Brookline Boulevard - 1924. (#2)

Brookline Boulevard - 1924.

Brookline Boulevard as it looked back in 1924, with a view towards East Brookline. This picture shows the intersection of Brookline Boulevard, Queensboro Avenue and Chelton Avenue. What a stark contrast this picture is compared to what we see today, 75 years later.

For one thing, there are the trolley tracks, recently installed in a bid to spur development in East Brookline (see more below). There is also the lack of trees on Chelton, which now is lined by tall, full-grown maples. Then there is the notable lack of a Brookline Monument, or "Canon". Since World War One had recently concluded I suppose no one had thought of it yet. Instead of the monument the island is home to a small building that was the real estate office for the new developments. Again thinking of the lack of trees, note how plain the little island looks without the full-grown shade trees that we see today. What a difference three quarters of a century can make.

Click on image for a larger picture.

This photo was taken off of a flyer advertising East Brookline as a great place to invest. At the time, the streets had just been paved, the trolley line expanded to cover that area, and housing developments were being built all over the land that once was nothing but scattered farms. Below is a reprint of the text of the advertisement, which also showed pictures of some of the model homes in the new East Brookline developments.
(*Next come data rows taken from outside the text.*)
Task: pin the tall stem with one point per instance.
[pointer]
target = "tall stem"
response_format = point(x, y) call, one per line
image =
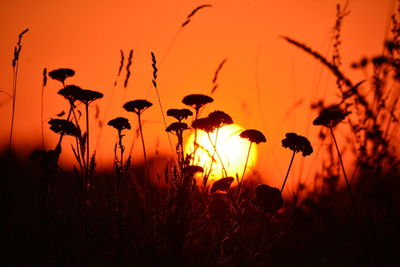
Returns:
point(144, 149)
point(247, 160)
point(87, 141)
point(195, 145)
point(244, 171)
point(344, 171)
point(216, 152)
point(287, 173)
point(15, 78)
point(41, 116)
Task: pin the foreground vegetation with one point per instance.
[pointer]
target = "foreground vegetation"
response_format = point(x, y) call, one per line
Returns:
point(126, 218)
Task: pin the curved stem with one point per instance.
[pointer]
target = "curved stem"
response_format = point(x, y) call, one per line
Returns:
point(144, 149)
point(247, 160)
point(195, 145)
point(87, 140)
point(244, 171)
point(15, 78)
point(216, 152)
point(41, 116)
point(287, 173)
point(344, 171)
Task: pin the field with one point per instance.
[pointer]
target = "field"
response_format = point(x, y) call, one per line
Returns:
point(194, 206)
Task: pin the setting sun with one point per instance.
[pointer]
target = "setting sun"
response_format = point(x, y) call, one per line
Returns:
point(232, 150)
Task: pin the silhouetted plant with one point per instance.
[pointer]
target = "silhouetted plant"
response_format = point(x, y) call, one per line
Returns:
point(212, 123)
point(138, 106)
point(177, 129)
point(122, 181)
point(120, 124)
point(330, 117)
point(268, 199)
point(61, 74)
point(15, 66)
point(254, 136)
point(179, 114)
point(62, 126)
point(196, 101)
point(296, 143)
point(41, 104)
point(222, 184)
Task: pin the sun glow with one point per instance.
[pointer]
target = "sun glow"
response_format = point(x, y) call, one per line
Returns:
point(231, 150)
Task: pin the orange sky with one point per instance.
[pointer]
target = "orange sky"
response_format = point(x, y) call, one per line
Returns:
point(87, 36)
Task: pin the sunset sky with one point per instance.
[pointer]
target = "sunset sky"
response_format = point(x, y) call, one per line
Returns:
point(266, 83)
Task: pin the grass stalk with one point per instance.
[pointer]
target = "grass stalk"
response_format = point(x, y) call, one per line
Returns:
point(287, 173)
point(144, 150)
point(343, 170)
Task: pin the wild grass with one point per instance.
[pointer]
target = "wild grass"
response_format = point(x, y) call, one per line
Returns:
point(135, 217)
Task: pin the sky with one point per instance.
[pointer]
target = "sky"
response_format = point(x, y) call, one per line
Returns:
point(265, 84)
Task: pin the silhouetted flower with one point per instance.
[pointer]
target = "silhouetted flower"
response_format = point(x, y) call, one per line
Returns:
point(71, 92)
point(203, 124)
point(192, 170)
point(330, 116)
point(297, 143)
point(62, 126)
point(61, 74)
point(137, 106)
point(177, 127)
point(87, 96)
point(196, 100)
point(219, 118)
point(222, 184)
point(179, 114)
point(267, 198)
point(120, 123)
point(253, 136)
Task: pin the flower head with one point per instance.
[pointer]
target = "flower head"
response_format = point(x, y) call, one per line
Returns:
point(219, 118)
point(62, 126)
point(179, 114)
point(267, 198)
point(120, 123)
point(71, 92)
point(177, 127)
point(297, 143)
point(74, 93)
point(254, 136)
point(61, 74)
point(137, 106)
point(191, 170)
point(196, 100)
point(330, 116)
point(222, 184)
point(203, 124)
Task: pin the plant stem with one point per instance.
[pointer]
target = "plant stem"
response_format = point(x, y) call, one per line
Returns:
point(216, 152)
point(344, 171)
point(244, 171)
point(41, 116)
point(144, 149)
point(287, 173)
point(87, 141)
point(15, 79)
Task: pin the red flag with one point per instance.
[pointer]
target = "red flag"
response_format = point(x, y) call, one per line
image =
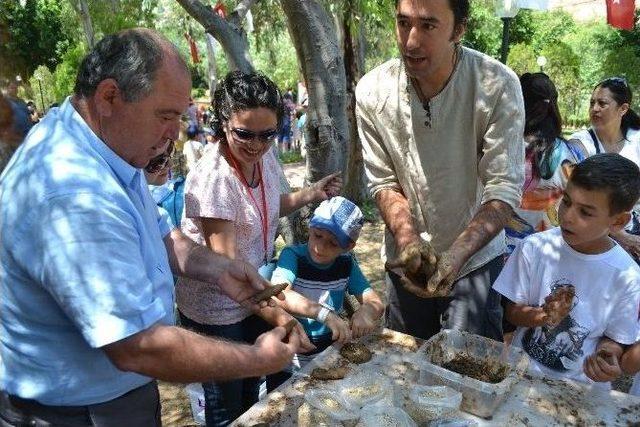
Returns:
point(621, 13)
point(195, 58)
point(220, 10)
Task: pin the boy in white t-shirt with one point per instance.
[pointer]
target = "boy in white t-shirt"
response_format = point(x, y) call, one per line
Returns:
point(572, 291)
point(631, 364)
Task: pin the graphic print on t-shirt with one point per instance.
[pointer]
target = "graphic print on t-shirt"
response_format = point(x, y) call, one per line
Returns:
point(558, 348)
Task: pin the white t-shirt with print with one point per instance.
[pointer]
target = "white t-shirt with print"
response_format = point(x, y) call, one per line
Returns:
point(607, 289)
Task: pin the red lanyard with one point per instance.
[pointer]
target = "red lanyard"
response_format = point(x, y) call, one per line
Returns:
point(263, 212)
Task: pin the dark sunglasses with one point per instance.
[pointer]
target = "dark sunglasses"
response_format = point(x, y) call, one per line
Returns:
point(160, 161)
point(615, 81)
point(244, 136)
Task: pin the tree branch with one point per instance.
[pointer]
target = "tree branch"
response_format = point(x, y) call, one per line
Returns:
point(231, 38)
point(236, 17)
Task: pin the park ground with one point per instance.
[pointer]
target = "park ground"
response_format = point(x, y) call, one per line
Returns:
point(176, 410)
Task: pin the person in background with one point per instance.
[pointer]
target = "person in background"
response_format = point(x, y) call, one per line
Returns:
point(193, 147)
point(548, 160)
point(33, 112)
point(630, 364)
point(615, 128)
point(10, 138)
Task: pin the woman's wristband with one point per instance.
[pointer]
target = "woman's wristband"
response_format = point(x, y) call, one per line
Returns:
point(323, 314)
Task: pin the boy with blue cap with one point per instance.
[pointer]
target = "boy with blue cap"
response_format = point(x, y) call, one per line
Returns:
point(321, 271)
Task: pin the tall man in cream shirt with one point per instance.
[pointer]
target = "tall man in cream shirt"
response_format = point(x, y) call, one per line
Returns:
point(442, 135)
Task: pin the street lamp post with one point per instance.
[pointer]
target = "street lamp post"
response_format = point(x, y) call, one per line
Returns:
point(41, 96)
point(542, 61)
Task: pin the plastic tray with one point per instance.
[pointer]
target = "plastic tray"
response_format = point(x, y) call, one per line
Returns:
point(338, 409)
point(384, 415)
point(478, 398)
point(429, 403)
point(364, 388)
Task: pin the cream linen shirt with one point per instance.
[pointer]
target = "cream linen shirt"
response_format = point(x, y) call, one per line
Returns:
point(472, 153)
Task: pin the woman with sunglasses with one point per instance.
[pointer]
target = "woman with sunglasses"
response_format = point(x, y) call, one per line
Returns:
point(615, 128)
point(232, 205)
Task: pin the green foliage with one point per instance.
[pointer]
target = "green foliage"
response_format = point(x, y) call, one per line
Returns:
point(623, 62)
point(34, 36)
point(522, 58)
point(280, 62)
point(370, 210)
point(109, 17)
point(484, 30)
point(42, 88)
point(65, 73)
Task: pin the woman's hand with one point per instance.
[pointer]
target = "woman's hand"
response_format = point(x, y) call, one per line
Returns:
point(339, 328)
point(364, 321)
point(327, 187)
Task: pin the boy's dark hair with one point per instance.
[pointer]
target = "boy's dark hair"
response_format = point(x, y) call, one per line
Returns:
point(612, 173)
point(244, 91)
point(460, 10)
point(621, 93)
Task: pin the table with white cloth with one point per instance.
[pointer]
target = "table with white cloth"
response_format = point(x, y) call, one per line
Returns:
point(533, 401)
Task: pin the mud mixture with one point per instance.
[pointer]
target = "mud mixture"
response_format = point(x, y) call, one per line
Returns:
point(480, 369)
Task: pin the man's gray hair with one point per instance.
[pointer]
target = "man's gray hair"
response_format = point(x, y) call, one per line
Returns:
point(130, 57)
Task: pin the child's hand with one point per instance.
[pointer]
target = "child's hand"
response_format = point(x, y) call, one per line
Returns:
point(602, 366)
point(558, 304)
point(363, 321)
point(340, 329)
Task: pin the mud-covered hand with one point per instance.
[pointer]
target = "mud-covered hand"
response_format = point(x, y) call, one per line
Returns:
point(339, 328)
point(602, 366)
point(414, 265)
point(449, 265)
point(327, 187)
point(558, 304)
point(363, 321)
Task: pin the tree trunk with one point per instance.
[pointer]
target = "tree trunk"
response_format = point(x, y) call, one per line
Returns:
point(230, 35)
point(320, 56)
point(212, 69)
point(82, 9)
point(355, 182)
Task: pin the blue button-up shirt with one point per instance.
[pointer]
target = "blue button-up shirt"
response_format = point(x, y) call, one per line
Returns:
point(82, 264)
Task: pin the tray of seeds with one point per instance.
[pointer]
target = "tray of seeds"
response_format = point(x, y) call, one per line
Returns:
point(483, 370)
point(364, 388)
point(383, 416)
point(330, 402)
point(428, 403)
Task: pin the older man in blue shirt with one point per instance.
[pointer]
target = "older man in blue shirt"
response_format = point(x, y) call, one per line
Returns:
point(86, 260)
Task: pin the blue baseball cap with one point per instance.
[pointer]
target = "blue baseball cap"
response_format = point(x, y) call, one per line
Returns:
point(341, 217)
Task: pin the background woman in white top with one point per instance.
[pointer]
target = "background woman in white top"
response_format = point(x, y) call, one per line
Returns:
point(615, 128)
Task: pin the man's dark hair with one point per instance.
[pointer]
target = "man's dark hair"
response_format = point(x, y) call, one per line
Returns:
point(460, 10)
point(618, 176)
point(130, 57)
point(244, 91)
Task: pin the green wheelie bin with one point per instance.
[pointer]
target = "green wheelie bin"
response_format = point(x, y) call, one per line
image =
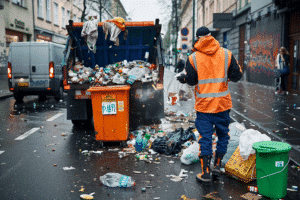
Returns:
point(272, 160)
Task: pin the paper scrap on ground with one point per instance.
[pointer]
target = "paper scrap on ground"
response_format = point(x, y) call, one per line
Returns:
point(212, 196)
point(251, 196)
point(68, 168)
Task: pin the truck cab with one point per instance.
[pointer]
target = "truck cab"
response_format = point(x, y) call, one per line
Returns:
point(34, 68)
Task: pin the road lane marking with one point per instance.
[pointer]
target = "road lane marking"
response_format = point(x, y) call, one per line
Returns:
point(21, 137)
point(54, 117)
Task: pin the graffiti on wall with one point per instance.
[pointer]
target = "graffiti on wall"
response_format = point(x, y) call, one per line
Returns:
point(3, 53)
point(264, 48)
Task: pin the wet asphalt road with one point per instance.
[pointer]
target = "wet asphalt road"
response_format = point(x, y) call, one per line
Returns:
point(27, 168)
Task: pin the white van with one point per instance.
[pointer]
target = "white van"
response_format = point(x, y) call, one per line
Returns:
point(35, 68)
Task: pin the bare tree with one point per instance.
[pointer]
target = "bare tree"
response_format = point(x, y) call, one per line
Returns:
point(83, 15)
point(100, 4)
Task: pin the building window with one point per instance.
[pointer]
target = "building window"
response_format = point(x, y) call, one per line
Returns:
point(211, 11)
point(218, 5)
point(55, 13)
point(63, 12)
point(74, 18)
point(48, 11)
point(19, 2)
point(225, 41)
point(40, 8)
point(68, 16)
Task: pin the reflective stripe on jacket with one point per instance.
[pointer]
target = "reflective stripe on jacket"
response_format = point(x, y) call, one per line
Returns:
point(211, 92)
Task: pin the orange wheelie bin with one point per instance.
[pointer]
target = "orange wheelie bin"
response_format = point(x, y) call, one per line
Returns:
point(111, 112)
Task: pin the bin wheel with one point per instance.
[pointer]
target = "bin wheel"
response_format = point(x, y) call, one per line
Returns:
point(100, 144)
point(19, 97)
point(123, 144)
point(82, 123)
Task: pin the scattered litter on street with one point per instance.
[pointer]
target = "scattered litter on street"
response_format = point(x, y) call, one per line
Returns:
point(183, 197)
point(87, 196)
point(117, 180)
point(116, 149)
point(68, 168)
point(212, 196)
point(294, 187)
point(251, 196)
point(97, 152)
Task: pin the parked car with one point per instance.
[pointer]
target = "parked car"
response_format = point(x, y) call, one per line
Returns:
point(35, 68)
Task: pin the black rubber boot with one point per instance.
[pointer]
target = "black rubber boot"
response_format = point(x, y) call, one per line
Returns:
point(205, 175)
point(217, 164)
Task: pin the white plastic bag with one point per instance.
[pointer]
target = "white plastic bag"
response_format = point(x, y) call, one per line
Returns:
point(190, 155)
point(247, 139)
point(177, 91)
point(235, 131)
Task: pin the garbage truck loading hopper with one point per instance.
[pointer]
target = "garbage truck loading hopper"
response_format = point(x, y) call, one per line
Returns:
point(146, 99)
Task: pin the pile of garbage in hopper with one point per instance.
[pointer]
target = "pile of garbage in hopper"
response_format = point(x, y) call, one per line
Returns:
point(119, 73)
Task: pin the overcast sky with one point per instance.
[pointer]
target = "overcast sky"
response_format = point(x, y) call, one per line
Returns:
point(148, 10)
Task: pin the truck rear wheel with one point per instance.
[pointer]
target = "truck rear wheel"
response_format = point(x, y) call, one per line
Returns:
point(83, 123)
point(18, 97)
point(60, 94)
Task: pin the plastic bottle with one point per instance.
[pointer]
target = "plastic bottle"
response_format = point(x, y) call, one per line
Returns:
point(117, 180)
point(145, 140)
point(139, 143)
point(141, 157)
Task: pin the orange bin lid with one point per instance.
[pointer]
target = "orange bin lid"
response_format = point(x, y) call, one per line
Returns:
point(142, 23)
point(109, 88)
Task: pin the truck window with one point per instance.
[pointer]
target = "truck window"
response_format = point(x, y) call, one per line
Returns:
point(58, 54)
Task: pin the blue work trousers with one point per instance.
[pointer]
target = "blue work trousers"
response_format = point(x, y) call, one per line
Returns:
point(204, 125)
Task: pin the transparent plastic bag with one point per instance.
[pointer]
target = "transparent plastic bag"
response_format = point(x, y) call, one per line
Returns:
point(247, 139)
point(235, 131)
point(190, 155)
point(177, 91)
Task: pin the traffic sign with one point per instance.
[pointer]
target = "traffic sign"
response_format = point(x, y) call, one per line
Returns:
point(184, 31)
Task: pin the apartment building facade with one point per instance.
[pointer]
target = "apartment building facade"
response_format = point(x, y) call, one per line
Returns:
point(16, 25)
point(51, 18)
point(260, 29)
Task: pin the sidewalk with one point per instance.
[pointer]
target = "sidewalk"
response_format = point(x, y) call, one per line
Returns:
point(258, 108)
point(275, 115)
point(4, 90)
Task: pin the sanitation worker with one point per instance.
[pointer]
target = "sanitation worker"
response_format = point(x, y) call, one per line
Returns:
point(180, 65)
point(210, 68)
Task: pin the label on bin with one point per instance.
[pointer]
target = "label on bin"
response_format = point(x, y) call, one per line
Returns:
point(109, 104)
point(121, 106)
point(279, 164)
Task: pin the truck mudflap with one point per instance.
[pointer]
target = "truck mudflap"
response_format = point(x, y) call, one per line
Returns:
point(146, 105)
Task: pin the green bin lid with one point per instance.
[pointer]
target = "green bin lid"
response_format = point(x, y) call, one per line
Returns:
point(271, 147)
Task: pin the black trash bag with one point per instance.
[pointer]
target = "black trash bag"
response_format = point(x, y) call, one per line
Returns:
point(160, 144)
point(188, 134)
point(171, 144)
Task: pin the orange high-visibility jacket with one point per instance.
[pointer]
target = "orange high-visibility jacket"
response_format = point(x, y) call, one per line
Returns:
point(212, 63)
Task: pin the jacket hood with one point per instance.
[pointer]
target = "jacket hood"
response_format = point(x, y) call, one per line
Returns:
point(207, 45)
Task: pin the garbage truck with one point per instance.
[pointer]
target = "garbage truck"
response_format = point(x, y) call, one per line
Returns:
point(143, 44)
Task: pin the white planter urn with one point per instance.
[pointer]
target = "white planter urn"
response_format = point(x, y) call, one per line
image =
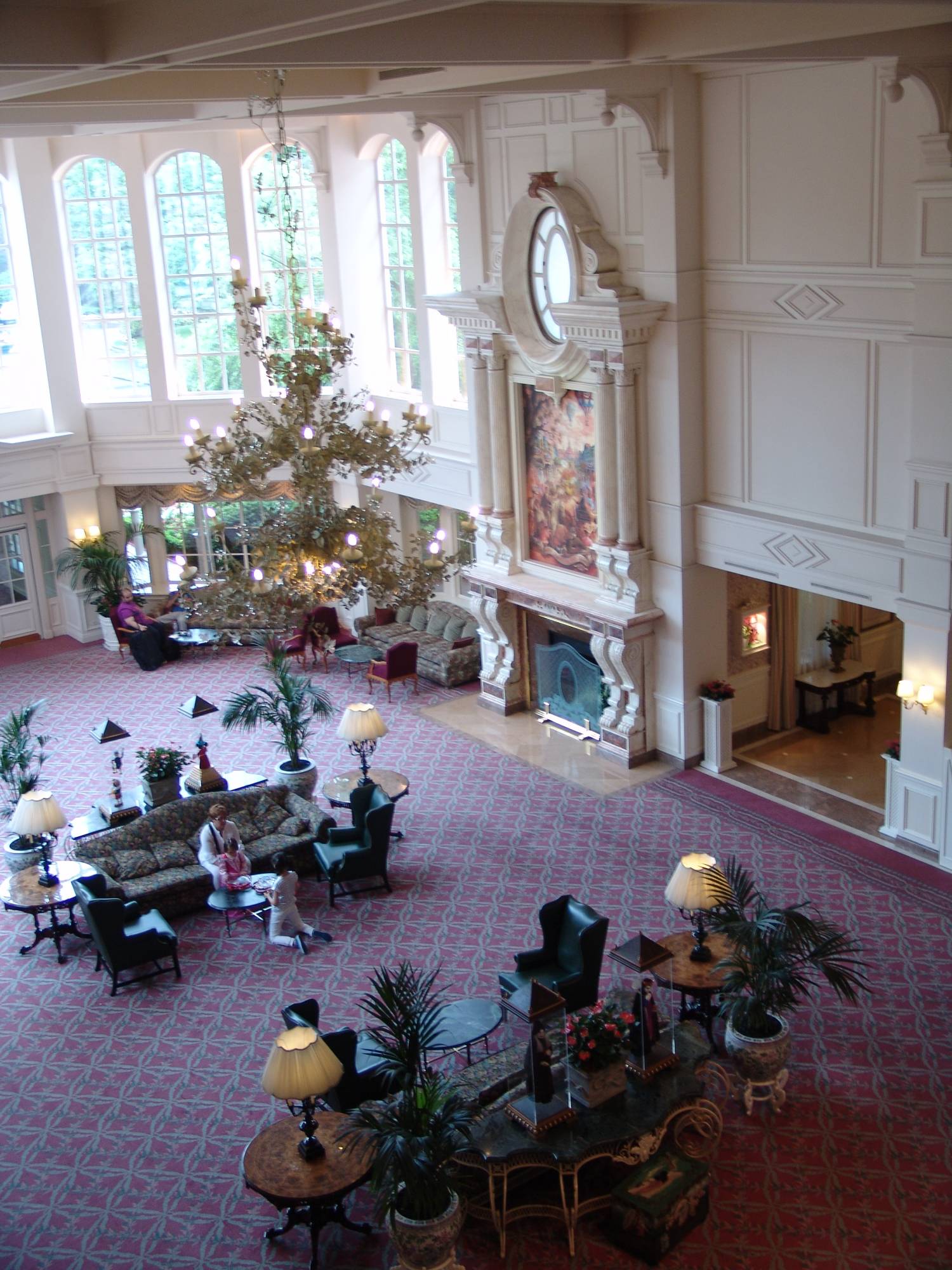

A More Ideally Situated Section

The $25 million worth of improvements established where less than a quarter of a million in farm lands existed 20 years ago give the reader some idea of the Brookline which is now calling into existence this more ideally situated section. Yet no matter how marvelous is the development, breaking all records for the entire country, it can be nothing compared with the future of East Brookline, which will circle into the city from the local trolley on one side and from the interurbans on the other. This is not taking into account the paved driveways through the boulevards and through the new Liberty Tubes.


Unparalleled Millions In Building Permits

Building permits of nearly $10 million issued in the South Hills last year and extending to the very edge of East Brookline, with an equal volume granted the year before, are most inspiring in estimating the prospects of this most picturesque territory which is so close to the city, but until now untouched by human artifice. When you consider that this enormous construction was for some 60,000 residents in the Greater City, the absolutely staggering growth of this section can be imagined when the mathematical difference in favor of the South Hills would be 300% if the populations were equal, but an actual 3000% since the population of the Greater City is ten times that of the South Hills communities. When you ponder on these basic facts for the communities which extend in built-up expanse to the south and west of East Brookline you commence to see a genuine wealth-multiplying opportunity for the investor. This is particularly true of the investor who is willing to buy in East Brookline and wait as did the investors who first took title to the street improved allotments now embracing Dormont, Beechview and Mount Lebanon. The only reason the numerous increases in value do not sound like the thrills in the story of Alladin for each and every one of those investors is that each and every one had not the patience to hold on. Nearly all grabbed at the first, second, or third advance. The small number who held on, however - many of whom started with only a few dollars - are among the men of wealth and position that are today directing the destinies of the different South Hills communites.